The acting is sublime, with Alexandra Hess superb in her portrayal of the wriggly thing central to the plot.  Grabbing and holding audience attention is critical to the success of this show and Hess has us eating out of her hand (not literally, one should add) moments after she wriggles on stage.  Vocal projection is crisp and movement is tightly defined, making for an exquisite characterisation.

Supporting Hess is Sango Tajima as the dentist.  And what a dentist.  The only one I’ve ever heard declare that teeth are bad for anyone.  Teeth were only invented, apparently, to make dentists rich by causing you pain.  She’s got a point there, I’ll remember that next time I’m due for a check up.  But this particular dentist’s evangelical zeal to practice what she preaches leads to a surprising outcome.

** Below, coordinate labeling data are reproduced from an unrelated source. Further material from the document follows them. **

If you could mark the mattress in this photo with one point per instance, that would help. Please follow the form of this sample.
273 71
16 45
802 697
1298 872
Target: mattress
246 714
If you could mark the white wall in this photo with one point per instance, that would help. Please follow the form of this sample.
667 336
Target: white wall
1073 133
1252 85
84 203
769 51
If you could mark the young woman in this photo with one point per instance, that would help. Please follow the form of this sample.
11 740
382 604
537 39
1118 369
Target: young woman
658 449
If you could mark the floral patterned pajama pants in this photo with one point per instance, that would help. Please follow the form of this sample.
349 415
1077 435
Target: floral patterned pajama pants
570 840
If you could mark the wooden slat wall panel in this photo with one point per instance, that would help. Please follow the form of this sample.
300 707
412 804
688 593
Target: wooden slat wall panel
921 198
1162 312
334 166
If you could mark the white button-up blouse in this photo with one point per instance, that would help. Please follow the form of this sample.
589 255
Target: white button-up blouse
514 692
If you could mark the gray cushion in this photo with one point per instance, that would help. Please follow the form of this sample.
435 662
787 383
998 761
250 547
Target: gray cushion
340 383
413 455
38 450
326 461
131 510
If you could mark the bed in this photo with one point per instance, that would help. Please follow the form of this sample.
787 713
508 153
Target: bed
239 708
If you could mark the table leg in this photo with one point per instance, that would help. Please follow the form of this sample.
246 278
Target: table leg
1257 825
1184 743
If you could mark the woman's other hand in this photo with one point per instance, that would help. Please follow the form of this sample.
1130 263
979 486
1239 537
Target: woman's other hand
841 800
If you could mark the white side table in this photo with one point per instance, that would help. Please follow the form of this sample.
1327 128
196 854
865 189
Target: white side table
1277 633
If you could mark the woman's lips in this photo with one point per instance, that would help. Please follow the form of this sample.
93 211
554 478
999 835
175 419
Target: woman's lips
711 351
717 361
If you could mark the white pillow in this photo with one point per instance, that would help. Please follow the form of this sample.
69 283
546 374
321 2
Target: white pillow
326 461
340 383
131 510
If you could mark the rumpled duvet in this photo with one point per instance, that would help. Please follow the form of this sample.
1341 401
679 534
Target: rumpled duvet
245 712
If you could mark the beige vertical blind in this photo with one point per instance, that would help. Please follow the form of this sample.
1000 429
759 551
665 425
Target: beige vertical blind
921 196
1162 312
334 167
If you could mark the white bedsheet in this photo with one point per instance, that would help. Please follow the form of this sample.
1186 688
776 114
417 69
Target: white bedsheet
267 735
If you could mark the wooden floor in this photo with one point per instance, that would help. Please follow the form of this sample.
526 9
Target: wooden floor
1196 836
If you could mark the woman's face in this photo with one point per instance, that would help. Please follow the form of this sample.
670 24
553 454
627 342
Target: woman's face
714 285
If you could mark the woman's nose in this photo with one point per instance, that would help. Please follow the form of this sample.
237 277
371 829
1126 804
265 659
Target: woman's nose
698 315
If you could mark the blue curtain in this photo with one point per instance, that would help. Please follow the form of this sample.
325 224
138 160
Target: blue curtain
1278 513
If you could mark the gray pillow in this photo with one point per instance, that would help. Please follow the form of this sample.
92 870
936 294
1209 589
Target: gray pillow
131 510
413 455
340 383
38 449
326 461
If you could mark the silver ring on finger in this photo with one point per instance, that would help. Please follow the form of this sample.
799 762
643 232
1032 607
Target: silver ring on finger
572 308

Abrah Ophelia Katzman plays all of Worm’s friends.  Come on, come on, the adenoidal Frog, a Marilyn Monroesque Fox and a dipsomaniac Tooth Fairy.  Do try and keep up!  This was the real acting challenge in the piece, one that Katzman pulls off with impressive zeal.  It’s technically challenging for the actor in terms of characterisation, accent and physicality as well as a logistical nightmare with the costume changing involved.  Hat’s off, then, to their bravura performance.

Aurora Behlke smooths the frequent scene changes and augments the on stage action with cleverly improvised music, using an accordion combined with a series of percussive instruments.  However, she only has two hands, so had to rope in an unsuspecting audience member at one point, another of this production’s little details that added genuine warmth to the overall experience.

And that’s what grabbed me about this piece.  It took a while for me to realise it after we’d all dispersed into the evening but the whole thing radiated warmth and inclusivity, from the way I was welcomed at the venue, shown to the auditorium, brought into the show by the actors engagement with their audience and then thanked by the production team as I left.

This is a very good show.  Yes, this was an interesting piece of new writing.  Yes, it was well delivered.  Yes, I appreciated the points it wanted to get across.  But it was also about creating a fun environment for everyone in the room, no matter what their background, interest in the performing arts or whether they were even interested at all.  The actors just wanted you to feel a part of it.  And I did.

But did Worm get its teeth?   Maybe you should go along and find out.